Highlights
Key Funding Initiative to Drive Global Project Development
Ionic Rare Earths Limited (ASX: IXR), a critical minerals exploration and development company, has successfully secured firm commitments to raise $3.0 million before costs via the issuance of convertible notes, subject to shareholder approval. This capital raising initiative is a strategic move to fund working capital requirements and accelerate progress across its priority projects in the UK, USA, Brazil, and Uganda’s Makuutu Rare Earths Project.
Convertible Notes Structure and Terms
The fundraising will be conducted through the issue of unsecured, unlisted convertible notes to sophisticated and professional investors. These notes will convert into ordinary shares either upon the investor's decision or automatically on 15 June 2027. The conversion price is set at the lower of 0.9 cents per share or a 20% discount to the 15-day volume-weighted average price (VWAP) prior to conversion. For conversions before 22 September 2025, a fixed price of 0.9 cents per share will apply.
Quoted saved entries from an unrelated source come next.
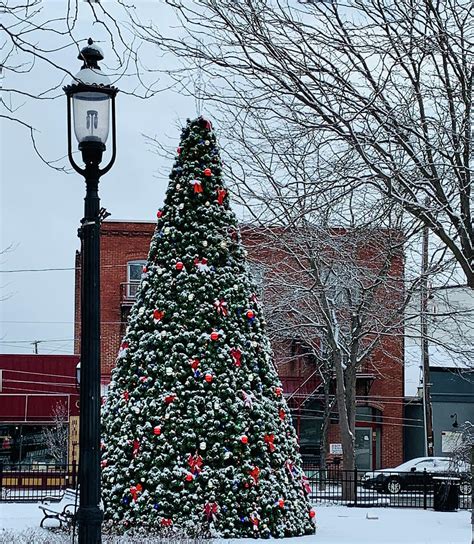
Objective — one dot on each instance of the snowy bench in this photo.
(63, 511)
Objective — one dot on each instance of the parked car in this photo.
(411, 475)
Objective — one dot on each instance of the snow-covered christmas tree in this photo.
(197, 433)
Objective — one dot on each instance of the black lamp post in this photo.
(91, 97)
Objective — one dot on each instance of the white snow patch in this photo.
(335, 525)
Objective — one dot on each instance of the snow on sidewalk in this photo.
(336, 525)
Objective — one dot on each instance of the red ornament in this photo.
(236, 355)
(158, 315)
(221, 307)
(195, 462)
(269, 439)
(255, 473)
(197, 186)
(210, 509)
(221, 194)
(136, 447)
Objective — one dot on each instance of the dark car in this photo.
(415, 474)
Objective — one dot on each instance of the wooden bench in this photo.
(64, 510)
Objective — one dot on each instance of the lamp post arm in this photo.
(104, 170)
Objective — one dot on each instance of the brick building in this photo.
(34, 390)
(380, 381)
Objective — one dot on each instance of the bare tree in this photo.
(56, 436)
(385, 86)
(39, 41)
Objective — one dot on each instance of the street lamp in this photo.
(91, 97)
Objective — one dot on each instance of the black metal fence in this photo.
(332, 485)
(29, 482)
(396, 489)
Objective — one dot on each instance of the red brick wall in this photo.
(127, 241)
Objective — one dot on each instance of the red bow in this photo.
(306, 485)
(210, 509)
(195, 462)
(221, 194)
(221, 307)
(236, 355)
(269, 439)
(255, 473)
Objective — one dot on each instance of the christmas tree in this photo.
(197, 433)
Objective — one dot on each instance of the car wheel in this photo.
(393, 486)
(465, 487)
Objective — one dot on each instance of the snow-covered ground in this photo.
(336, 525)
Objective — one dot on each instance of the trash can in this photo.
(446, 493)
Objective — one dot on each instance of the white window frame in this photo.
(132, 285)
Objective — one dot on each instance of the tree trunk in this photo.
(346, 426)
(328, 406)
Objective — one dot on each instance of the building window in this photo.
(134, 274)
(257, 273)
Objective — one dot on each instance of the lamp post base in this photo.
(89, 519)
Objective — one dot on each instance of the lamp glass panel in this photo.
(91, 111)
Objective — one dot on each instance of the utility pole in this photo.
(425, 357)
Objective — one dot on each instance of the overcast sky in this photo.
(41, 208)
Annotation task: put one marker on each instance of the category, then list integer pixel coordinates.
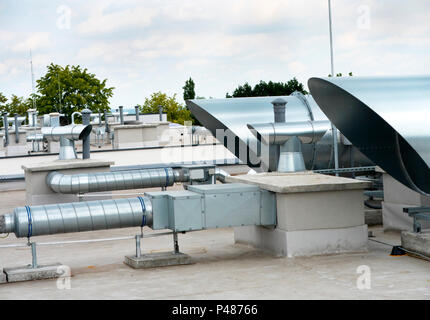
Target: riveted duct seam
(109, 181)
(78, 217)
(386, 119)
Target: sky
(147, 46)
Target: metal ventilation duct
(231, 116)
(109, 181)
(387, 119)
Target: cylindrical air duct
(386, 118)
(86, 148)
(109, 181)
(160, 111)
(77, 217)
(16, 125)
(136, 108)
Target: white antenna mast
(32, 79)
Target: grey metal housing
(109, 181)
(233, 115)
(77, 217)
(386, 119)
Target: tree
(71, 89)
(17, 105)
(189, 92)
(263, 89)
(340, 75)
(175, 111)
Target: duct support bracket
(158, 259)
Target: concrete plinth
(397, 197)
(3, 278)
(316, 214)
(38, 192)
(27, 273)
(159, 259)
(135, 136)
(416, 242)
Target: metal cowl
(386, 118)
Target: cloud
(35, 41)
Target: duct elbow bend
(221, 175)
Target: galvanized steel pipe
(77, 217)
(109, 181)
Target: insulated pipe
(109, 181)
(121, 115)
(71, 132)
(227, 120)
(221, 175)
(279, 133)
(73, 116)
(160, 111)
(16, 125)
(86, 147)
(136, 108)
(77, 217)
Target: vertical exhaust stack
(67, 135)
(289, 137)
(386, 118)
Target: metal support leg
(417, 225)
(138, 251)
(175, 242)
(33, 255)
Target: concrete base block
(395, 219)
(304, 242)
(373, 217)
(416, 242)
(159, 259)
(27, 273)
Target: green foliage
(71, 89)
(189, 92)
(3, 99)
(175, 111)
(270, 88)
(16, 105)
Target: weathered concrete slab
(159, 259)
(299, 182)
(66, 164)
(304, 242)
(417, 242)
(26, 273)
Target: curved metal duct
(71, 132)
(221, 175)
(386, 119)
(109, 181)
(77, 217)
(232, 116)
(67, 136)
(35, 137)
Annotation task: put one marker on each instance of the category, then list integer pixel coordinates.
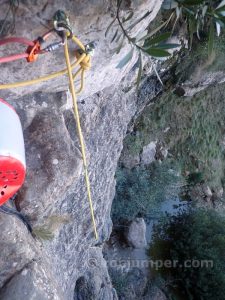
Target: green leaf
(126, 59)
(222, 3)
(160, 38)
(156, 52)
(140, 63)
(139, 20)
(156, 29)
(168, 46)
(192, 29)
(211, 39)
(108, 28)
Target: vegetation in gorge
(199, 18)
(140, 191)
(191, 128)
(192, 235)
In lieu of interest, investors will receive 166.7 million options, exercisable at 1.1 cents each, expiring on 15 December 2027. These terms, as outlined in the company’s annexures, provide investors with attractive upside potential while aligning with IonicRE’s long-term growth vision.
Conditional on Shareholder Approval
The capital raise remains contingent upon approval at an Extraordinary General Meeting scheduled for July 2025. In the interim, IonicRE can opt to access the funds as a loan, repayable with 7% interest if shareholder consent is not granted. Ignite Equity Pty Ltd is acting as the lead manager for the offering and will be issued 15 million options, alongside a 6% fee (plus GST) on funds raised. At the time of writing, Ionic Rare Earths Limited is actively positioning itself as a major player in the global supply of sustainable magnet and heavy rare earths, critical to the green energy transition.